This repository contains an ETL pipeline for the Digital Library of the Middle East (DLME) project. The pipeline is implemented in Apache Airflow and uses Intake to manage a catalog of IIIF, OAI-PMH and CSV data sources that are hosted at participating institutions. dlme-airflow
collects data from these sources, transforms it with dlme-transform, and stores the resulting data on a shared filesystem where it is loaded by the dlme Spotlight application.
Add a .env
file to the root directory of the project:
REDIS_PASSWORD=thisisasecurepassword
API_ENDPOINT=https://dlme-stage.stanford.edu/api/harvests
API_TOKEN=[GET API TOKEN FROM SERVER]
The API_ENDPOINT
identifies a dlme instance that is used for indexing harvested and transformed content. You will need to get the API_TOKEN
from the server or from a DLME developer.
If you would like to be able to skip report generation and delivery in your development environment (which can be time consuming) you can add SKIP_REPORT=true
to your .env
as well.
docker compose up airflow-init
docker compose up
After creating a new DAG or editing an existing DAG, the resources must be restarted, and in the case of dlme-airflow, the base image rebuilt.
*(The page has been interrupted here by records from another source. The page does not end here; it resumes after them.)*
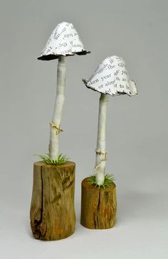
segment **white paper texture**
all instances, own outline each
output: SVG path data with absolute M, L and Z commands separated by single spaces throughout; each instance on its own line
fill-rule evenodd
M 86 51 L 72 23 L 58 23 L 53 31 L 39 60 L 51 60 L 61 55 L 85 55 Z
M 83 79 L 87 87 L 110 95 L 137 94 L 134 81 L 130 79 L 125 61 L 122 57 L 105 58 L 89 80 Z

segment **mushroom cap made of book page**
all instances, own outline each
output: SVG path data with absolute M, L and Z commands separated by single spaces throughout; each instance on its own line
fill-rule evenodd
M 58 58 L 59 55 L 68 56 L 87 53 L 90 53 L 90 51 L 85 50 L 73 25 L 63 21 L 58 23 L 53 31 L 38 60 L 51 60 Z
M 137 94 L 134 81 L 130 79 L 125 62 L 122 57 L 105 58 L 88 80 L 83 79 L 87 87 L 112 96 Z

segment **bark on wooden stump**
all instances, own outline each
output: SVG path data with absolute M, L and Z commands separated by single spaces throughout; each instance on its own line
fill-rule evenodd
M 41 240 L 65 238 L 75 230 L 75 164 L 36 162 L 33 168 L 30 215 L 33 236 Z
M 115 183 L 99 188 L 88 182 L 89 177 L 82 182 L 81 224 L 92 229 L 112 228 L 117 211 Z

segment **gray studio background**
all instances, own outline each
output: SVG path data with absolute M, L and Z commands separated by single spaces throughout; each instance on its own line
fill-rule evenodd
M 0 1 L 0 256 L 167 258 L 167 1 Z M 67 58 L 61 151 L 76 162 L 76 231 L 43 242 L 29 226 L 35 153 L 48 151 L 57 60 L 38 61 L 51 31 L 73 23 L 88 50 Z M 127 63 L 139 94 L 109 98 L 107 172 L 117 187 L 115 228 L 79 224 L 80 182 L 93 172 L 99 94 L 81 82 L 105 57 Z

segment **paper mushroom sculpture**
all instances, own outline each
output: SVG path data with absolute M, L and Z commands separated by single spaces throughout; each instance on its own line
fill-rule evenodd
M 137 94 L 137 91 L 135 83 L 130 79 L 125 61 L 115 55 L 105 58 L 91 77 L 88 80 L 83 79 L 83 82 L 87 87 L 100 93 L 100 97 L 95 166 L 94 175 L 88 178 L 89 184 L 98 188 L 91 190 L 86 180 L 83 181 L 81 224 L 90 228 L 106 228 L 114 225 L 116 213 L 115 185 L 112 182 L 112 176 L 105 173 L 105 127 L 108 97 L 121 94 L 132 96 Z M 93 195 L 94 192 L 97 193 L 95 196 Z M 109 202 L 105 204 L 105 201 Z M 95 211 L 96 203 L 99 212 Z
M 59 155 L 59 133 L 63 131 L 60 125 L 65 100 L 66 56 L 89 53 L 85 50 L 73 25 L 63 22 L 58 23 L 53 31 L 41 55 L 38 57 L 41 60 L 58 59 L 56 99 L 51 123 L 48 158 L 51 160 L 58 160 Z
M 59 154 L 59 133 L 65 100 L 67 56 L 85 55 L 86 51 L 73 24 L 59 23 L 53 31 L 41 55 L 41 60 L 58 59 L 57 90 L 50 123 L 49 152 L 39 155 L 43 161 L 33 167 L 33 187 L 31 205 L 31 226 L 41 240 L 58 240 L 75 230 L 75 168 L 73 162 Z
docker build . -f Dockerfile --tag suldlss/dlme-airflow:latest
then stop and restart all of the docker compose resources.
open your browser to http://localhost:8080
- Install
uv
for dependency management as described in the uv docs. - Create a virtual environment:
uv venv
This will create the virtual environment at the default location of .venv/
. uv
automatically looks for a venv at this location when installing dependencies.
- Activate the virtual environment:
source .venv/bin/activate
uv pip install -r requirements.txt
To add a dependency:
uv pip install flask
- Add the dependency to
pyproject.toml
. - To re-generate the locked dependencies in
requirements.txt
:
uv pip compile pyproject.toml -o requirements.txt
Unlike poetry, uv's dependency resolution is not platform-agnostic. If we find we need to generate a requirements.txt for linux, we can use uv's multi-platform resolution options.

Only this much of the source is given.